The researchers showed that PASTE could achieve high levels of integration efficiency with large sequences. Sequences that ranged from 779 bp to 36,000 bp were inserted in primary human liver cells and T cells with efficiencies of 4-5% and in cell lines with efficiencies of 50-60%. The team also found that the approach was more specific than existing gene editing technologies because it had almost no off-target effects. The size range of sequences that were successfully inserted using PASTE means that over 99.7% of human genes could be transgenes. This suggests that almost every gene is replaceable.
Dr Abudayyeh said, “We see very few insertions/deletions, and because we’re not making double-stranded breaks, you don’t have to worry about chromosomal rearrangements or large-scale chromosome arm deletions.”
Applications in therapy and biotechnology
PASTE technology could be a valuable tool in both therapy and research.
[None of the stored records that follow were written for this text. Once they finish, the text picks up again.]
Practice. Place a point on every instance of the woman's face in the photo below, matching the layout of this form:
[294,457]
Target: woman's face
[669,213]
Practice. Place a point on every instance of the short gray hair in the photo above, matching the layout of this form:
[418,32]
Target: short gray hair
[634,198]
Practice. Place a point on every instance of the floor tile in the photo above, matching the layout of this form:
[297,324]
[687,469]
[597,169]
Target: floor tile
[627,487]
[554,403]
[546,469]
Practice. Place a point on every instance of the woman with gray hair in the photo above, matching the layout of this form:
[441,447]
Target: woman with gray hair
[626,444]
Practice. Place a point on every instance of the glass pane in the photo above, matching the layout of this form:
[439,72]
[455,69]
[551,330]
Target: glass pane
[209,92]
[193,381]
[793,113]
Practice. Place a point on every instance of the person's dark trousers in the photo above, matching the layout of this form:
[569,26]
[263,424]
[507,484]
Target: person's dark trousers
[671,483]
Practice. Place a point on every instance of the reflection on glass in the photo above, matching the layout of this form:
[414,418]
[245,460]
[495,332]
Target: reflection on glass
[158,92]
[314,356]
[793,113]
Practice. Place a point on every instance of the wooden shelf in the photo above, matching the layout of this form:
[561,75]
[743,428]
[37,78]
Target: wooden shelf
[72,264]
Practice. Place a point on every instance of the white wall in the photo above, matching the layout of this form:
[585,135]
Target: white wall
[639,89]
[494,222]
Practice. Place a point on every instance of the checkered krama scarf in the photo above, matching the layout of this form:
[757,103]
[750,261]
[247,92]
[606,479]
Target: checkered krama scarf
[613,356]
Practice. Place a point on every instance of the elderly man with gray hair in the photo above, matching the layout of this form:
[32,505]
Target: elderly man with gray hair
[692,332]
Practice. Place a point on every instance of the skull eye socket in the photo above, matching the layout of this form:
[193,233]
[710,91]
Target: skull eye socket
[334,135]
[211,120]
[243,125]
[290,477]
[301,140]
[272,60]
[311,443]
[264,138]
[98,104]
It can be used to treat genetic diseases that are driven by a large number of mutations, such as cystic fibrosis and Leber’s congenital amaurosis. The full-length functional gene could be inserted across all loci. As a biotechnology tool, PASTE could have applications in gene-tagging, investigating genes with unknown function and developing disease models.
“We think that this is a large step toward achieving the dream of programmable insertion of DNA,” said Dr Jonathan Gootenberg, co-senior author and Research Scientist at MIT’s McGovern Institute for Brain Research. “It’s a technique that can be easily tailored both to the site that we want to integrate as well as the cargo.”